"It's generally thought that the presence of antibodies in the kidney indicates a problem with the immune system," Shaw says. "But our data suggest that antibodies and other proteins from the blood may normally pass through or become trapped in the filters of the kidney and that an important process is the removal or clearance of these proteins from the kidney."
The glomerular abnormalities in mice lacking one copy of CD2AP are very similar to a disease in humans called focal segmental glomerulosclerosis (FSGS), one of the most common forms of kidney disease. FSGS afflicts both children and adults, is more prevalent in African Americans and can be triggered by chronic infections such as HIV. Currently, the disease has no treatment or cure.

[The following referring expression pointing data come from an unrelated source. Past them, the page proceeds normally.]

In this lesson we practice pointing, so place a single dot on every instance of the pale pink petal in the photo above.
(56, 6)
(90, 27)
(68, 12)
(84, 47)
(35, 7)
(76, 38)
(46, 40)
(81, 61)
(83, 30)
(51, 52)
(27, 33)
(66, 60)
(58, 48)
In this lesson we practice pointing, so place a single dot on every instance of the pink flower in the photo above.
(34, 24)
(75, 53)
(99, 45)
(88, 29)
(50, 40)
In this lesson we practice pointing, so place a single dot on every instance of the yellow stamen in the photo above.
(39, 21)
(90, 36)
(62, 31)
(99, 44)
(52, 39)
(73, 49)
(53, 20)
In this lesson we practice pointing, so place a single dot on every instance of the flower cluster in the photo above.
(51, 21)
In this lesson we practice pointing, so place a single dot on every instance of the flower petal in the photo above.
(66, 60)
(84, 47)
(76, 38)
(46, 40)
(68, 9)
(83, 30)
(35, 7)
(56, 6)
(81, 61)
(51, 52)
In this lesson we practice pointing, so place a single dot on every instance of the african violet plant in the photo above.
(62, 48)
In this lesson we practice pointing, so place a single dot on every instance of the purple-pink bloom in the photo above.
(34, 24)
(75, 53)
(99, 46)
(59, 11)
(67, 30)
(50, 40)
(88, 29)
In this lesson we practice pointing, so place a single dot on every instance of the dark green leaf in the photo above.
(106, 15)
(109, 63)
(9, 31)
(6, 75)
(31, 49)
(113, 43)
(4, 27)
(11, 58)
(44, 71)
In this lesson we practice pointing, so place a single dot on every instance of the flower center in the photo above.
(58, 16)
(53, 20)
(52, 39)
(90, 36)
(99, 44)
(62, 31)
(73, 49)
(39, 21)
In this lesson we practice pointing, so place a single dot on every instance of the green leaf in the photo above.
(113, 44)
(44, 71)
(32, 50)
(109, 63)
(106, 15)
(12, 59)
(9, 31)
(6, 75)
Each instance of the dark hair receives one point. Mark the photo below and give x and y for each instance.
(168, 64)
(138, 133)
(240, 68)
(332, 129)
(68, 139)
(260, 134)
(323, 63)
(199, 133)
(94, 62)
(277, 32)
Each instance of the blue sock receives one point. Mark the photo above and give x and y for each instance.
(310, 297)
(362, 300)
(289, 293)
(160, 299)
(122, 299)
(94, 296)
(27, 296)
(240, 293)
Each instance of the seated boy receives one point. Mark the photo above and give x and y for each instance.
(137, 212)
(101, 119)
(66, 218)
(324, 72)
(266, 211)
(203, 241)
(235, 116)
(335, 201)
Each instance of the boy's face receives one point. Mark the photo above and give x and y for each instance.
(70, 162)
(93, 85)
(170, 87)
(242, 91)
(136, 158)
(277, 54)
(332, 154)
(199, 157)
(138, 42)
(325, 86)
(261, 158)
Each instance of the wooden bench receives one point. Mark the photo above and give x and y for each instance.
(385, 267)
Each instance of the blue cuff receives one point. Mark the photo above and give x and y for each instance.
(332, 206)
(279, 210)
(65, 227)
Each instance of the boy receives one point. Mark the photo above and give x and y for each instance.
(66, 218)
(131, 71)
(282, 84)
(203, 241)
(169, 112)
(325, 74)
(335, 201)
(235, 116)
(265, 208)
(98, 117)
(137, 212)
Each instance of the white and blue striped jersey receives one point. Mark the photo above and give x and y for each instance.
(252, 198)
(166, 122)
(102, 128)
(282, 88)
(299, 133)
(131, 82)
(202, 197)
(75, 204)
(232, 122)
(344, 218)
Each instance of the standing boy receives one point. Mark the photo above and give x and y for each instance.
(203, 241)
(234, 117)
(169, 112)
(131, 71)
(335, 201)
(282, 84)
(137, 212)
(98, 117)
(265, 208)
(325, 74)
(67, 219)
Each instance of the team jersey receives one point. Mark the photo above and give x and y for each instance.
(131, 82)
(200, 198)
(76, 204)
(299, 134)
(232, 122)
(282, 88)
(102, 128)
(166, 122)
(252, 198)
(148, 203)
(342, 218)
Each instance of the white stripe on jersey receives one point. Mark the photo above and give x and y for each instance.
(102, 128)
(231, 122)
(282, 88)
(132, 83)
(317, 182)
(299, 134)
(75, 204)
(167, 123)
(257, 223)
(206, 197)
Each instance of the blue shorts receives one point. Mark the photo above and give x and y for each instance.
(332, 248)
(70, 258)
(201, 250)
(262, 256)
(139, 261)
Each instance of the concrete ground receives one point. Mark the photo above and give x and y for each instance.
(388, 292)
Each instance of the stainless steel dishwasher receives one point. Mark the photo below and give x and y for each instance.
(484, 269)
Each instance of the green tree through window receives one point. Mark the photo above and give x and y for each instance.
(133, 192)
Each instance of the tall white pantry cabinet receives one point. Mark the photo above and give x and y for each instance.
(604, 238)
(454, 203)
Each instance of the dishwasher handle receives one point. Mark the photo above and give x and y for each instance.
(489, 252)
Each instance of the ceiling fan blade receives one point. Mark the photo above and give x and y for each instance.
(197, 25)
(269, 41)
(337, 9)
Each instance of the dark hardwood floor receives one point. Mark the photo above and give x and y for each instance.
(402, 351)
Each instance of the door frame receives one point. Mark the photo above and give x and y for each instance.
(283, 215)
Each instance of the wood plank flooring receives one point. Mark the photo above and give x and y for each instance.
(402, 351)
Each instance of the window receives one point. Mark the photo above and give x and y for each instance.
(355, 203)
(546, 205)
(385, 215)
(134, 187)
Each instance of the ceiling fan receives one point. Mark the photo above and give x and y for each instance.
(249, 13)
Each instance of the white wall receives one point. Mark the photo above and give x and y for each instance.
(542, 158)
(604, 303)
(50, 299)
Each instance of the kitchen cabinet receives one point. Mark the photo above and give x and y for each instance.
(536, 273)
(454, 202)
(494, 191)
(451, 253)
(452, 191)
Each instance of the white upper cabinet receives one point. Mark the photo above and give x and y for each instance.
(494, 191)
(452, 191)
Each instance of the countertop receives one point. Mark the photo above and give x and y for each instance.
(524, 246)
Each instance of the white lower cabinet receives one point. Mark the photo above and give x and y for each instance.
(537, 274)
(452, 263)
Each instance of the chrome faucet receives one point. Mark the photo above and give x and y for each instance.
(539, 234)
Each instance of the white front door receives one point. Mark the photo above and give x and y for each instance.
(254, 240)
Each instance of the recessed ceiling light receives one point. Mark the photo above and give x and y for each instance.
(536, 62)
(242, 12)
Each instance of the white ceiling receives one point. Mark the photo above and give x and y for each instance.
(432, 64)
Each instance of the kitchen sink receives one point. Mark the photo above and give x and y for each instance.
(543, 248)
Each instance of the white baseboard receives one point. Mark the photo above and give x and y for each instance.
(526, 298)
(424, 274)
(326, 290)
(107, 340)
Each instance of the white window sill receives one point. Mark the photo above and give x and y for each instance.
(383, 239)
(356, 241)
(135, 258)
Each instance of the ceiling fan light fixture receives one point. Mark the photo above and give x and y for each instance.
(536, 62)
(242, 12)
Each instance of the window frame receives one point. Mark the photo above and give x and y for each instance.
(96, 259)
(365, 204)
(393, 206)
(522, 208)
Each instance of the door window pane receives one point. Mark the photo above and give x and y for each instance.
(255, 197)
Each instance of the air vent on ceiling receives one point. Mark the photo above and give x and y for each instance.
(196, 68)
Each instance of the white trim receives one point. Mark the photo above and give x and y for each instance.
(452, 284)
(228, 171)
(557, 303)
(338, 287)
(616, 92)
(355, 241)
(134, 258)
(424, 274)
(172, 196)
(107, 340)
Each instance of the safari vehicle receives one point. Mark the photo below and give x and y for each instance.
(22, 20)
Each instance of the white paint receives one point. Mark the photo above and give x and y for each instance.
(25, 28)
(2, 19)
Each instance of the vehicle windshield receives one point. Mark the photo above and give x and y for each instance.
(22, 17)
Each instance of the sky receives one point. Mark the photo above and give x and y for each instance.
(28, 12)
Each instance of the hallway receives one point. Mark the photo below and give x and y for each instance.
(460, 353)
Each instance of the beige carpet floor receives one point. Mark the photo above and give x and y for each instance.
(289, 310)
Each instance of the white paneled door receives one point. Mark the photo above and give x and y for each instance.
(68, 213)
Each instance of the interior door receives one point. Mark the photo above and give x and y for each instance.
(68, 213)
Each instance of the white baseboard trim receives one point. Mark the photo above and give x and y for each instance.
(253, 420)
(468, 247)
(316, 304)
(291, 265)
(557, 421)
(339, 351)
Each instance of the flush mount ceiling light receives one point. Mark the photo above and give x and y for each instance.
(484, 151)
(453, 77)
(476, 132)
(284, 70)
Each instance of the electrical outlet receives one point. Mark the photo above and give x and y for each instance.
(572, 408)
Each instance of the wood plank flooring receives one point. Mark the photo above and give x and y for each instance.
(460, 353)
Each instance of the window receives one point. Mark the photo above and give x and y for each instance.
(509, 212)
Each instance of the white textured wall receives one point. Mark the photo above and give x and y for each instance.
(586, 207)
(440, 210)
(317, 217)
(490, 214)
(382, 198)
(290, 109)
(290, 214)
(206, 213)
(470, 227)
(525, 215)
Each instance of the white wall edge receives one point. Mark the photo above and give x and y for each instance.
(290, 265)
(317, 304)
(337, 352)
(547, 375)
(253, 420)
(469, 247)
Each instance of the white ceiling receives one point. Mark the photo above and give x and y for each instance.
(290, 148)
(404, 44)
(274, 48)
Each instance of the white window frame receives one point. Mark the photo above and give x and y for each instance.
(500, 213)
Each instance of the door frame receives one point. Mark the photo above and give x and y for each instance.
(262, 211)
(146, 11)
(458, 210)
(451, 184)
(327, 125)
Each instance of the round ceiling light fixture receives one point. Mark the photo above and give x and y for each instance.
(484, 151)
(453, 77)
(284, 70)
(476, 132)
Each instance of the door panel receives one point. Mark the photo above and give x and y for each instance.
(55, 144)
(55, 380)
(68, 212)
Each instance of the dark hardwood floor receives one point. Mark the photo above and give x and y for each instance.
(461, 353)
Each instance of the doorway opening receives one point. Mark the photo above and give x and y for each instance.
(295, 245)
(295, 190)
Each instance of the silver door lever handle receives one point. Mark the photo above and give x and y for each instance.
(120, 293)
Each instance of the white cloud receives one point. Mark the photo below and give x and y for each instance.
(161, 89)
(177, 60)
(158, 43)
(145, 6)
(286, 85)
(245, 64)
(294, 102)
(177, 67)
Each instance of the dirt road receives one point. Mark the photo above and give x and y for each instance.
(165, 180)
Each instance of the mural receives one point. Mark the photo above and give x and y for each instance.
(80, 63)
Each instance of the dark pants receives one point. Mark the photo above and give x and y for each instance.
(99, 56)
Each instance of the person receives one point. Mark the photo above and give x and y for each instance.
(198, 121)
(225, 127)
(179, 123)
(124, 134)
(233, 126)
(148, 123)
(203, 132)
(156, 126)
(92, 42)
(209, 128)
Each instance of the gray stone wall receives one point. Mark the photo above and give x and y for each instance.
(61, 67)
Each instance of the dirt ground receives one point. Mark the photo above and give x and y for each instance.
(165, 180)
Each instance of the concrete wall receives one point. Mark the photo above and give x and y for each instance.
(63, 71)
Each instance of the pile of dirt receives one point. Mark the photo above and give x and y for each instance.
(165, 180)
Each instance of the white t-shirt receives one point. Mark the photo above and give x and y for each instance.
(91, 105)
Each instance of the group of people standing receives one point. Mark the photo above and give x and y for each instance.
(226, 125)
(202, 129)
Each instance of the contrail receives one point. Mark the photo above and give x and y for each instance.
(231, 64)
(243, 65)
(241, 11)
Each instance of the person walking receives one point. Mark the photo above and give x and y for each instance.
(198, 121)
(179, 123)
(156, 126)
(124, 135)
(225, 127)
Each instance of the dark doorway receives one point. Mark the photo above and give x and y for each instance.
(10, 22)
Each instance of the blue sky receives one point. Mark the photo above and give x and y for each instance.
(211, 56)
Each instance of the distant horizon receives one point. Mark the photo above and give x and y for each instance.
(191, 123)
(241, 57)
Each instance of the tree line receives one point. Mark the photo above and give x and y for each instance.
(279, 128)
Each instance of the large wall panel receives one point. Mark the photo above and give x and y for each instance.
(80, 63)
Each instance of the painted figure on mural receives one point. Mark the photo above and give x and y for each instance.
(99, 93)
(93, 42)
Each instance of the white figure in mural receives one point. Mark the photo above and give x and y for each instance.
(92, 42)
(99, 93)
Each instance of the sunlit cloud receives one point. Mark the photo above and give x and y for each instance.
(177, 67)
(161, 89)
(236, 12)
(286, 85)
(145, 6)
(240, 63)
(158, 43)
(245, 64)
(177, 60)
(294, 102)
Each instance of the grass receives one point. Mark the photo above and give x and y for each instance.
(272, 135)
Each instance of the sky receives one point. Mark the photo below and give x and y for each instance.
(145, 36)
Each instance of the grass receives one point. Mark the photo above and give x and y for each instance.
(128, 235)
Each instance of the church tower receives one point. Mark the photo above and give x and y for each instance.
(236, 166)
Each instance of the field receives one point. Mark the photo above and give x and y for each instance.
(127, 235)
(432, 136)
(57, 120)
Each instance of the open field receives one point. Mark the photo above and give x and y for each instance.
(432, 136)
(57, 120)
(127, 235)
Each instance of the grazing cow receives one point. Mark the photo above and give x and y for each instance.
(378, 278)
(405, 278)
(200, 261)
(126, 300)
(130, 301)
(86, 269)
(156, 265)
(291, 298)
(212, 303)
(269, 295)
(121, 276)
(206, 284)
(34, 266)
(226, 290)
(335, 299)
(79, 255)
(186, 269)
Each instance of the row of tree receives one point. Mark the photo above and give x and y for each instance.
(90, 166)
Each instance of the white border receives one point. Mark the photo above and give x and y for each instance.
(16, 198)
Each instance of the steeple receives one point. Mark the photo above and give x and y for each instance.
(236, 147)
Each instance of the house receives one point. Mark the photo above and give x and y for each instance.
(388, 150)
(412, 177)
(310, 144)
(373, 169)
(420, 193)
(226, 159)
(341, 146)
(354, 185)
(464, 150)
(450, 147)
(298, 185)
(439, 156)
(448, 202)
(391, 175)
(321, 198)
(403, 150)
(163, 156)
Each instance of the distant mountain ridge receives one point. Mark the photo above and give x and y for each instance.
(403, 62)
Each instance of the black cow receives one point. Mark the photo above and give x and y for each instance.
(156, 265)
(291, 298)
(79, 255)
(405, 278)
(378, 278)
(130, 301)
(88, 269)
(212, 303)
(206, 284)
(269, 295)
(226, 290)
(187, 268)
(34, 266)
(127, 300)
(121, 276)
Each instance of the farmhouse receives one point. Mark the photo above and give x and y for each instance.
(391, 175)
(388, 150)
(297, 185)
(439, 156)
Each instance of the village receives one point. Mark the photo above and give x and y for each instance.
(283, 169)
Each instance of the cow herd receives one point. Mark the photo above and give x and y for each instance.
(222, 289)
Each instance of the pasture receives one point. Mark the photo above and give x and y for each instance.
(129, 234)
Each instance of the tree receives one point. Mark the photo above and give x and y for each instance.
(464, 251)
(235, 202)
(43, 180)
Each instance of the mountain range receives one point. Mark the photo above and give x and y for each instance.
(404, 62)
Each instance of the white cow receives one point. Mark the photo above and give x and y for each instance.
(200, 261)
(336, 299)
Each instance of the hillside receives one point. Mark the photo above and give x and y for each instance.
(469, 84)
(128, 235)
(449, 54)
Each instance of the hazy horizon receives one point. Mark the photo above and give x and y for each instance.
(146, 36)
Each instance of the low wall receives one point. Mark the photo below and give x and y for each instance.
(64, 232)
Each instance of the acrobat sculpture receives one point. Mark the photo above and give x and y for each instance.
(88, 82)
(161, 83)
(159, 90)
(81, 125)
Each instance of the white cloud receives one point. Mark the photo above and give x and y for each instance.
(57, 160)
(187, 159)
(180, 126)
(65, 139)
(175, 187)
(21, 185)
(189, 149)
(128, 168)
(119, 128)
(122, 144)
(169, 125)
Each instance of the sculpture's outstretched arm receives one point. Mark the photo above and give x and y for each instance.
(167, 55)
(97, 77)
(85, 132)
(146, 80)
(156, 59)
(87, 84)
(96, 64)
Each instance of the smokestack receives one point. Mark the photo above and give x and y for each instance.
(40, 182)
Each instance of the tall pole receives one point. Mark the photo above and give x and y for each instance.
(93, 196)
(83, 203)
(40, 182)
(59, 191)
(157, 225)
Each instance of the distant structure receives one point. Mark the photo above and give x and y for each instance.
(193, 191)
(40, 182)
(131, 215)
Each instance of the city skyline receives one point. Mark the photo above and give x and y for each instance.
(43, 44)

Shaw and his colleagues examined DNA from 45 African Americans with FSGS, 15 of whom also had HIV. They compared these individuals with 45 African Americans with HIV who did not have kidney problems. Ten of the individuals with FSGS had DNA changes in the CD2AP gene that were not found in the control group. Two of these patients had a genetic mutation that would be expected to block one of the two copies of their CD2AP gene, consistent with the idea that inheriting only one copy of the gene can lead to kidney disease.
"I think there are going to be many genes identified in the future that are involved in the clearance of these proteins from the kidney," Shaw says. "In this case, we identified at least two patients that lack one copy of CD2AP. We hope that more knowledge about such mutations will help us identify individuals predisposed to develop these diseases and potentially prevent them from becoming sick."